Gustavo Sanchez, alcalde fantasma de Mexicali. Foto: Semanario Zeta

¿No es criminal exponer a trabajadores al manejo de materiales tóxicos y radiactivos sin que patrón ni gobierno se interesen por su salud e integridad, más allá del dinero que puedan generar para seguir explotando a quien se deje explotar? ¿No es esto un delito de lo más inhumano? ¿Sabemos de alguna empresa que haya sido sancionada por este tipo de actos? ¿Sabemos de algún empresario que esté preso por algo similar? ¿Cuántas veces ha salido a relucir la nobleza de estos grupos empresariales en defensa de los trabajadores para denunciar estos ilícitos?

Desde nuestro espacio, entonces, como ciudadanos mexicalenses preocupados por nuestra comunidad, volvemos a repetir que Mexicali Resiste no está pidiendo nada más de lo que ya habían ganado nuestros abuelos y tatarabuelos hace más de 100 años, durante la Revolución de 1910, y que dejaron escrito en la Constitución de 1917; por lo que tampoco vamos a aceptar nada menos. Porque no somos nosotras ni nosotros quienes buscan agredir a nuestrxs prójimos, sino que son los mismos grupos de poder asociados a partidos políticos que buscan crear confusión para dividir y para no perder sus privilegios, pero también para que sigamos creyendo que su riqueza es necesaria para vivir en paz —ellos, los que controlan la violencia.

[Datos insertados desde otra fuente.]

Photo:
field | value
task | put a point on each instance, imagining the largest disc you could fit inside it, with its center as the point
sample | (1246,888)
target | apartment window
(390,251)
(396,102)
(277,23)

Por estas y otras razones, Mexicali Resiste sigue fijo en su lucha por la defensa del derecho humano al agua, que es de todos y de todas; por la defensa de nuestros recursos naturales, que es la defensa de nuestro territorio; contra la privatización y el endeudamiento criminal de las Asociaciones Público Privadas (APP); y, en general, contra todo acto del poder público que no busque mejorar las condiciones de trabajo y la calidad de vida de quienes no tienen más que su fuerza de trabajo para tener una vida digna; así como por los marginados del progreso y las excluidas del bienestar común. Todo a pesar de la represión y el riesgo de encarcelamiento que sistemáticamente vienen haciendo nuestros pésimos gobiernos de Francisco Vega de Lamadrid y su mano golpeadora, Francisco Rueda Gómez, Gustavo Sánchez Vázquez y Enrique Peña Nieto.

A los Tres Poderes del Estado solamente podemos recordarles los principios constitucionales de autonomía y división de poderes señalados en los artículos 40, 41, 49, 115, 116, 122 y 124 de la Constitución Federal, así como los tres mandatos prohibitivos apuntados asimismo en el 116: a) la no intromisión, b) la no dependencia y c) la no subordinación de cualquiera de los poderes respecto de los otros.

Como lo hemos venido diciendo en nuestro andar, nuestra lucha es por la vida.